Tracking 5.3 Billion Mutations: Using MySQL for Genomic Big Data
University of Montreal Tracks Genomic Data With Tokutek’s TokuDB.
Faster insertion rates, improved scalability and agility support lab’s fast growing research database as it grows from 100s of GBs to 1 TB and beyond.
Issue addressed: MySQL database used for genomic research must be able to quickly ingest huge amounts of incoming data – hundreds of thousands of records every day. It also must be able to retrieve data quickly in response to a diverse set of research requests.
Enabling the Hunt for New Cures for Diseases by Seamlessly Processing Billions of Mutations in Epidemiology Records
The Organization: The The Philip Awadalla Laboratory is the Medical and Population Genomics Laboratory at the University of Montreal. Working with empirical genomic data and modern computational models, the laboratory addresses questions relevant to how genetics and the environment influence the frequency and severity of diseases in human populations. Its research includes work relevant to all types of human diseases: genetic, immunological, infectious, chronic and cancer. Using genomic data from single-nucleotide polymorphisms (SNP), next-generation re-sequencing, and gene expression, along with modern statistical tools, the lab is able to locate genome regions that are associated with disease pathology and virulence as well as study the mechanisms that cause the mutations.
The Challenge: The lab’s genomic research database is following 1400 individuals with 3.7 million shared mutations, which means it is tracking 5.3 billion mutations. Because the representation of genomic sequence is a highly compressible series of letters, the database requires less hardware than a typical one. However, it must be able to store and retrieve data quickly in order to respond to research requests.
Thibault de Malliard, the researcher tasked with managing the lab’s data, adds hundreds of thousands of records every day to the lab’s MySQL database. The database must be able to process the records ASAP so that the researchers can make queries and find information quickly.
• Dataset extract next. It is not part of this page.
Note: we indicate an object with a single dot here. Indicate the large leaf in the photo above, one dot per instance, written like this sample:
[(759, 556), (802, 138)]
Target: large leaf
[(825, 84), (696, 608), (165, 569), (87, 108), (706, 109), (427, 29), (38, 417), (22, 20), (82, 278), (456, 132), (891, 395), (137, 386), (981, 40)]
However, as the database grew to 200 GB, its performance plummeted. de Malliard determined that the database’s MyISAM storage engine was having difficulty keeping up with the fire hose of data, pointing out that a single sequencing batch could take days to run.
Anticipating that the database could grow to 500 GB or even 1 TB within the next year, de Malliard began to search for a storage engine that would maintain performance no matter how large his database got.
“Our database is write-intensive and I need to keep it as up-to-date as possible, so insertion rates are important,” said de Malliard. “Also, researchers have new ideas every day so it’s important to be able to modify the database. With MyISAM we also noted that creating a new index or adding a column led to unacceptable long write locks.”
The Solution: de Malliard decided to benchmark the TokuDB database storage engine from Tokutek against MyISAM. To do so, he ran two autojoined views of MYSQL, one with MyISAM and the other running TokuDB. Tests were performed with a 200 GB table containing 2 billion records. It represents around 1500 samples with 1.3M positions where 1.3M positions is the lab’s current SNP set for CARTaGENE RNAseq. This was all performed on a Centos 5 server running with 48GB of RAM on 6 CPU Intel® Xeon® 2.27Ghz processors.
Insertion Performance: “For us, TokuDB proved to be over 50x faster to add or update data into big tables,” according to de Malliard. “Adding 1M records took 51 min for MyISAM, but 1 min for TokuDB. So inserting one sequencing batch with 48 samples and 1.5M positions would take 2.5 days for MyISAM but one hour with TokuDB.”
Scalability: “A huge amount of data is still manageable with TokuDB, but certainly not with MySQL alone,” according to de Malliard. “Even if we do not update the database often, I believe that TokuDB is the best match because of its insert speed and the fact that there is no index to rebuild. Also, while the lab’s storage also does on-the-fly compression, TokuDB also does a compression of the data. Hence, less data goes through the InfiniBand LAN, and less data is written to the storage.”
Agility: “Any change made to the database structure will lock the table being modified by MyISAM,” claimed de Malliard. “TokuDB allows the lab to write to the database while altering it, a boon for larger databases.”
Advanced Research: “Data management is very important for the genomic research lab. The researchers make a lot of queries, and they want their data at their fingertips. To find the rare record or line, which has not been seen in another DB in the world, can mean the discovery of a new mutation or a gene marker that causes a disease,” noted de Malliard. “With epidemiology data, we are searching to find some state for people who have an issue by comparing a subset of people vs. all the other people. TokuDB uniquely enables us to advance this research.”